(The following piece on The Gift and The End of the Tour will be littered with details about the film’s endings. Be warned. Warned I say.)
A strange thing happened while watching The Gift, the new thriller by writer-director-actor Joel Edgerton. As occasionally occurs, fragments of ideas were popping into my head for a review. I was all ready to start off with a time-machine opener, about how The Gift will be that movie one year from now you finally saw and wondered why nobody mentioned it.
Then the ending happened.
Then I kind of hated the movie.
Now, I can say for sure there is a great deal to admire about Edgerton’s work here. Tension is capably crafted as the happenings linger in the discomfort of the moment. His story, about a married couple (Rebecca Hall and Jason Bateman) running into an old classmate of the husband (Edgerton), has interesting revelations. This isn’t so much a movie with a big twist, instead uncoiling scene by scene, layering the backgrounds of all three characters. Troubling elements of each one get limelight, from Hall’s drug abuse to Bateman’s bullying and finally to Edgerton’s penchant for lies. Additionally, each member of this ensemble is quite good, even if Edgerton’s performance occasionally teeters into a tad mannered. Hall is particularly top notch, finally getting a quality film that is more than the dull romantic foil or victim.
That is until the end. The last ten or so minutes of The Gift definitely allow Hall’s character some small semblance of control, as she declares the end of her relationship with Bateman after it’s revealed that his history of manipulating situations remains ever-present. Yet, in the end, Hall really is just another victim. The trope of the woman who suffered a miscarriage is already one cross to bear. Edgerton adds onto that rape victim or, at best, drugged woman who gets dragged around so somebody can say he might have raped her.

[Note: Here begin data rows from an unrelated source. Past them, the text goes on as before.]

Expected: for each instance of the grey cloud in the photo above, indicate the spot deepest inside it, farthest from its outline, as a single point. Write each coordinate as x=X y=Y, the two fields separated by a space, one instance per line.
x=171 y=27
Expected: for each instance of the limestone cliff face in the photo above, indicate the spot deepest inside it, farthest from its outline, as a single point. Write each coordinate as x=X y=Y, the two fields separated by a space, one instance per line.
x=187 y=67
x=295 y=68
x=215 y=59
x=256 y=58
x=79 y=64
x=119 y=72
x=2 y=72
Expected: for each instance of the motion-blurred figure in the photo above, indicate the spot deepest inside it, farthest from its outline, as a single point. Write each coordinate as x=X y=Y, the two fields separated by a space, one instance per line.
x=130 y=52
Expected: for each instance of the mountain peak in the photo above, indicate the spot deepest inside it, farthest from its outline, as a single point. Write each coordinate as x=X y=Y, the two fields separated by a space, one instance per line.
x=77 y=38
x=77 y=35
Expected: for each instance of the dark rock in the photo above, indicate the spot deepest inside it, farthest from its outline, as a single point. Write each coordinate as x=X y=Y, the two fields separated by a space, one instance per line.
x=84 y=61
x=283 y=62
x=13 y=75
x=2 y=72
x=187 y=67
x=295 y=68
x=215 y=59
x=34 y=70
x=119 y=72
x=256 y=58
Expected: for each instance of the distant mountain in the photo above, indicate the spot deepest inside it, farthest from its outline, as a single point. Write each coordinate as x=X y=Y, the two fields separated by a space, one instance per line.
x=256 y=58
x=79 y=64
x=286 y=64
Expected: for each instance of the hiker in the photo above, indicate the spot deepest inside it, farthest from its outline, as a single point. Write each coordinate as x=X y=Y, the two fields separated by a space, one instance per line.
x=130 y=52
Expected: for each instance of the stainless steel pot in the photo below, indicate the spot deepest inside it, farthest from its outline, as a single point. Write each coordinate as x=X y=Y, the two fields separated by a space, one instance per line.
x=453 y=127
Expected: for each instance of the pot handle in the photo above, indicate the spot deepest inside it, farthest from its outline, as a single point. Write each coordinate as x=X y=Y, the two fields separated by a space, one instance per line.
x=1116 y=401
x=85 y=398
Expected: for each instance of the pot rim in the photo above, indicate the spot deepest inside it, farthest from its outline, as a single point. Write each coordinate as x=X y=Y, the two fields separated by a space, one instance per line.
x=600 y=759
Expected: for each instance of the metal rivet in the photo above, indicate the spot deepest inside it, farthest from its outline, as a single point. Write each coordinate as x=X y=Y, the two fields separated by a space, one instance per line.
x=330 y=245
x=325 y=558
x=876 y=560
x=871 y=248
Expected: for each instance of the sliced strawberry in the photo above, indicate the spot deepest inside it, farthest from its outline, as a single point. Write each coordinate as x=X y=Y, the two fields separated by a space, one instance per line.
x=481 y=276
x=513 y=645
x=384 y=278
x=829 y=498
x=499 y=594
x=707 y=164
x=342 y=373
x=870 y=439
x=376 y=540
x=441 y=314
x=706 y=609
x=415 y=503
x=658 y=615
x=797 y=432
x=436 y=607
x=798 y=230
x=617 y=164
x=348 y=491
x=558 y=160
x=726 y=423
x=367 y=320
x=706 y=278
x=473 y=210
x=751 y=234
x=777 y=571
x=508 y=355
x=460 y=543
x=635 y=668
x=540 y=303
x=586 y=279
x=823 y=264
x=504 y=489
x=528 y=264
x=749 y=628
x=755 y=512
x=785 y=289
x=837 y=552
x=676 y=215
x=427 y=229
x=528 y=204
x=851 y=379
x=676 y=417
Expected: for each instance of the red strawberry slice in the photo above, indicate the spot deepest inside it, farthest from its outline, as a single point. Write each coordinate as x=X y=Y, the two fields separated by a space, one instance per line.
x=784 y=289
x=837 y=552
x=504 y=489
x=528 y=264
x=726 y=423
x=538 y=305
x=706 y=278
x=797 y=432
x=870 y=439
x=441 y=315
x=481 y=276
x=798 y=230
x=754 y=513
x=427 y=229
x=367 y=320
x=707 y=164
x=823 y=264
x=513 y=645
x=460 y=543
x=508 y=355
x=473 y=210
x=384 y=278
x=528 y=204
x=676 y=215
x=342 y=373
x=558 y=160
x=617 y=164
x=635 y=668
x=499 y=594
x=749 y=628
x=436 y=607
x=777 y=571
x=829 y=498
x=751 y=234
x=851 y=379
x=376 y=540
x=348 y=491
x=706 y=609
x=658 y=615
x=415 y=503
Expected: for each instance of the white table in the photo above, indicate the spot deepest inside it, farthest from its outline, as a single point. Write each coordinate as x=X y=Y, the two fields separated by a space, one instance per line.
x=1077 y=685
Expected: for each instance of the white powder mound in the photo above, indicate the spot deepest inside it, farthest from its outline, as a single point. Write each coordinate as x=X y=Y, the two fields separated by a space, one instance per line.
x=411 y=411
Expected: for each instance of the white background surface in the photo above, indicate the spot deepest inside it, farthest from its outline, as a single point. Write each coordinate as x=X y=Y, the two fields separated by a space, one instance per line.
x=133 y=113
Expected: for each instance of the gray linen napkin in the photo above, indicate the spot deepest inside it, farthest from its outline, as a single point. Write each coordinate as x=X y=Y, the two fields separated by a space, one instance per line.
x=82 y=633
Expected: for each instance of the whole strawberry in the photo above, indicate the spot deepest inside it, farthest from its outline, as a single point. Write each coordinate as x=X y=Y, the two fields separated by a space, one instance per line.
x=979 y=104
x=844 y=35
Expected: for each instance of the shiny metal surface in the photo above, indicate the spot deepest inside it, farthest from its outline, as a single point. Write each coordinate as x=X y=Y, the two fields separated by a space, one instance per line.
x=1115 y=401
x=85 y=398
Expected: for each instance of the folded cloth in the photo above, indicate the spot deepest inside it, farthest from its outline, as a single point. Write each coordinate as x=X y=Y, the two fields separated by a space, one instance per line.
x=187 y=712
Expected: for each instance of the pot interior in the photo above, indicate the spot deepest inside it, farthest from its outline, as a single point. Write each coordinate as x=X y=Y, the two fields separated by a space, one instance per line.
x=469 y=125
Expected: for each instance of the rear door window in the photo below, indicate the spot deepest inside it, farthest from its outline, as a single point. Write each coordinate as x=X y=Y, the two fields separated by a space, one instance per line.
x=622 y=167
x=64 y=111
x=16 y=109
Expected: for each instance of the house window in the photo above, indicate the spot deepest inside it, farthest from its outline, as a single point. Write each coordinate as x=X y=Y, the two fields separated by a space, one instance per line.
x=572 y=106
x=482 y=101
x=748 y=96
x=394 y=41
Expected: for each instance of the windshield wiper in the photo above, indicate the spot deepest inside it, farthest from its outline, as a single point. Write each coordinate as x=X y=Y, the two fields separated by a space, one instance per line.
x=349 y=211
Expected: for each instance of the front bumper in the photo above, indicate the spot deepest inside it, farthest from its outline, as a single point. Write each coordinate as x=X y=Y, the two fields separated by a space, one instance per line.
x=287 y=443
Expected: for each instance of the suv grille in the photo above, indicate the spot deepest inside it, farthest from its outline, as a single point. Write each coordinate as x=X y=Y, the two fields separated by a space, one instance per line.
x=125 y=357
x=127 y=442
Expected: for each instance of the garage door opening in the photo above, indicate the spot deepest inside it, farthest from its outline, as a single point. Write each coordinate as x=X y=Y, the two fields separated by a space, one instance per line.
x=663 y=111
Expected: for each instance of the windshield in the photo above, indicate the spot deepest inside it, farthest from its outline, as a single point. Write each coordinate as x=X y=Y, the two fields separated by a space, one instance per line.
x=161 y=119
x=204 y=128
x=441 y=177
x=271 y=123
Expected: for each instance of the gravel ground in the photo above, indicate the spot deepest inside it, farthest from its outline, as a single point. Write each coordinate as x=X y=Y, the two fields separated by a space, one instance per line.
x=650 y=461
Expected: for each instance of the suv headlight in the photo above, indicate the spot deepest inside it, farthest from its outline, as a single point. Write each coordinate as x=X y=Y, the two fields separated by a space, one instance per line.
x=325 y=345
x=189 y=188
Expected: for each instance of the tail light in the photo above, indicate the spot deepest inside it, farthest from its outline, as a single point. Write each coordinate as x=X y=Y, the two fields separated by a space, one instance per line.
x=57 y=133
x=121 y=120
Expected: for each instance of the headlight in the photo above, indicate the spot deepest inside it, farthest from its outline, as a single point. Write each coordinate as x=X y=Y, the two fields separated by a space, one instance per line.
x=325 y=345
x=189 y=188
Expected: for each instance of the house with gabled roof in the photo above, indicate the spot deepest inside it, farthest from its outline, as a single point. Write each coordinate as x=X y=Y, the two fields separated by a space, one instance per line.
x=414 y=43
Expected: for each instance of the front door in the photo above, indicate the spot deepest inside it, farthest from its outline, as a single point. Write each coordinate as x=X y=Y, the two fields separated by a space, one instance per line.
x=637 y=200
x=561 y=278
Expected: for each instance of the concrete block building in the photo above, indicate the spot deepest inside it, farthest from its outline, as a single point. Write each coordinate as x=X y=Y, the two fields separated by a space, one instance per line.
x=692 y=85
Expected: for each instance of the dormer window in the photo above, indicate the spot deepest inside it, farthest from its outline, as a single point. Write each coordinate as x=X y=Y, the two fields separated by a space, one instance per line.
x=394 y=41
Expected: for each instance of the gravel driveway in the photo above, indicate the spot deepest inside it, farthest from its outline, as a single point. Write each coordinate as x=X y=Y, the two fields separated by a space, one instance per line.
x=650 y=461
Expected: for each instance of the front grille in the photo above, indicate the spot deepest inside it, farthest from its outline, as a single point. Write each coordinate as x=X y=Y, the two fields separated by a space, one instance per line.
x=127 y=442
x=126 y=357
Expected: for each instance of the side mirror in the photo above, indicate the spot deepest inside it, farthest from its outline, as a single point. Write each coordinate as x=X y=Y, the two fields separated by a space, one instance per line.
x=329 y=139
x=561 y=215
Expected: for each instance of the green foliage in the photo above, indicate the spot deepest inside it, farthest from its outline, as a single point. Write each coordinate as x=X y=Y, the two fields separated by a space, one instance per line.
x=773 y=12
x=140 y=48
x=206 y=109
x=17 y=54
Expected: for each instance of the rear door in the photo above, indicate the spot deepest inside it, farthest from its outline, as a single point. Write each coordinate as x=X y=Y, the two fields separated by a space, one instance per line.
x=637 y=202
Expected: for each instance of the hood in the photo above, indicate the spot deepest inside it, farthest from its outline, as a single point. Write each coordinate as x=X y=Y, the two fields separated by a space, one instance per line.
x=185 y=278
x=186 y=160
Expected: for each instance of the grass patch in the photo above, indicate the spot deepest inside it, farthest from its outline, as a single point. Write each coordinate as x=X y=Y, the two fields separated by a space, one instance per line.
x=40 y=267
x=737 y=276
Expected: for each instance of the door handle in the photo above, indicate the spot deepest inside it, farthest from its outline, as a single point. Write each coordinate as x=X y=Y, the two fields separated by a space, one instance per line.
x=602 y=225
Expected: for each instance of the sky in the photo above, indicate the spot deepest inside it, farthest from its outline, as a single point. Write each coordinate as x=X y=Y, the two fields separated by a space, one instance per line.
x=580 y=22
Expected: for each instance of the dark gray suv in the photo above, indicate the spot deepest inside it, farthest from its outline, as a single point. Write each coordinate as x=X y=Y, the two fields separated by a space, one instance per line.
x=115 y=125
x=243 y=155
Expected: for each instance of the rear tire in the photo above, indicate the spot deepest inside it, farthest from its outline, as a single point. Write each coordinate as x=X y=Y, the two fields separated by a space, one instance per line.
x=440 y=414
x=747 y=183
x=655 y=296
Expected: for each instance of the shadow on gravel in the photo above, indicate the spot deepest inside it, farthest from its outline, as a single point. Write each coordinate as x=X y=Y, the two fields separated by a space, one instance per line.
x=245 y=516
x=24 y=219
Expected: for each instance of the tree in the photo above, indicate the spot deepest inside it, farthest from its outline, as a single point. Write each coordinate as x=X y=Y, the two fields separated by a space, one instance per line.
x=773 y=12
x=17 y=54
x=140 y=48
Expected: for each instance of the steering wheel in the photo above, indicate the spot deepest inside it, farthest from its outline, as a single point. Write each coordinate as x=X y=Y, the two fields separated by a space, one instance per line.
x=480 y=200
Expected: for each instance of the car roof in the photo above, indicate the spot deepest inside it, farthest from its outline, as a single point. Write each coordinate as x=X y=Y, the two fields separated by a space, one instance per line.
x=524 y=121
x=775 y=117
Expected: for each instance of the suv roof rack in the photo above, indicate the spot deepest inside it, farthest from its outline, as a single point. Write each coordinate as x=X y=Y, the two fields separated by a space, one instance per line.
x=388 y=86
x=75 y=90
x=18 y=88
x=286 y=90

This is a Nolan level mindset, where the abuse or death of a woman is basically the driving point of things.
For all the interesting shades Edgerton provides Hall to play, in the end she is merely there to make Bateman’s character uncomfortable about what happened to her. Was she raped? Is the child Bateman’s? Whatever the side you come down on, we end with a woman once more having no say and being the emotional driving force for the man via her abuse.
Now, as for The End of the Tour; oh well. I openly stated my worries about the movie ahead of time. Primarily, I fretted that I was “too close” to the material, which is of course an absurd thing to feel. While David Foster Wallace is probably my favorite writer not named Alan Moore, it isn’t like I knew him, had memorized his biographies or anything along those lines. It just seemed like, from the trailer, buzz and several pieces, that the movie played to mythologizing the man.
It’s a sensation I couldn’t shake for a moment. Director James Ponsoldt and screenwriter Donald Marguiles adapted David Lipsky’s book that chronicled a nearly week-long interview session with Wallace as he wrapped up his ‘Infinite Jest’ tour. Perhaps every word said in the film happened as such. Perhaps Wallace always acted with the haze of insecurity brought on by relentless self-reflection that Jason Segel and the creative team portray him as having. The fact Lipsky has audio of the transgressions implies one thing. The fact that many of those closest to him, including his family, all find this rendition of Wallace to be inauthentic, implies another.
I just couldn’t shake the sense that the movie was constantly shaping an idea of this man; super-genius in a common man’s ethos. It isn’t that Segel is bad. One just gets a perception that Wallace is ready to slit his wrists at a moment’s notice. Bookending things with Lipsky’s discovery and reaction to Wallace suicide in 2008 only hurt matters, sharpening the focus on the man’s every utterance. Each scene has a big distraction in the middle of it, no matter how well done it is otherwise. And it is well done otherwise. Jesse Eisenberg is good as Lipsky, an intellectual whose own ambitions have been smacked down to Earth after the lackluster reaction to his first novel. Watching Eisenberg’s Lipsky and Segel’s Wallace really tear into a subject, be it fame or Die Hard, moves things along nicely, with the former always trying to egg on just a hair more for his “Rolling Stone” piece.
Yet, that problem stands there. In struggling to find the words to describe my problem, one of which I recognize appears to be largely my own, I found two interesting analyses that mirror my mindset. The first is by Glenn Kenny, who wrote for The Guardian, “Wallace the artist and Wallace the conversationalist take a distant back seat to Wallace the eventual suicide. Even when he’s cracking wise, there’s no light or lightness to the character. When uttering lines like “I’d rather be dead” or “I’m not so sure you want to be me”, Segel might as well be nudging the viewer in the ribs. He, and the movie, insists that suicide loomed over everything Wallace did a full 12 years before the end.”
Matching that was Jesse Cataldo at Sland Magazine, who stated, “Lipsky is given surface qualities and internal conflicts, but his character is patently a device, a way for the filmmakers to try and comprehend Foster Wallace’s famously complex intellect. The film attempts to account for this imbalance through its careful depiction, but by positioning the deceased writer as indecipherable curiosity first, human being second, it can’t help but put him in a box. The insistent awareness of this fact doesn’t negate the fact that it’s happening, especially since no special effort is expended to deepen the portrayal beyond a stripped-down approach and a keen focus on performance. Foster Wallace therefore ends up inexorably enshrined as a certain type of sacred figure: the schlubby working-class genius seeking love and getting adulation instead, an anti-celebrity consumed by his foibles, addictions, and insecurities.”
I will watch The End of the Tour again. I hope to watch it with more open eyes. At this juncture, I can’t tell if it’s the movie or me.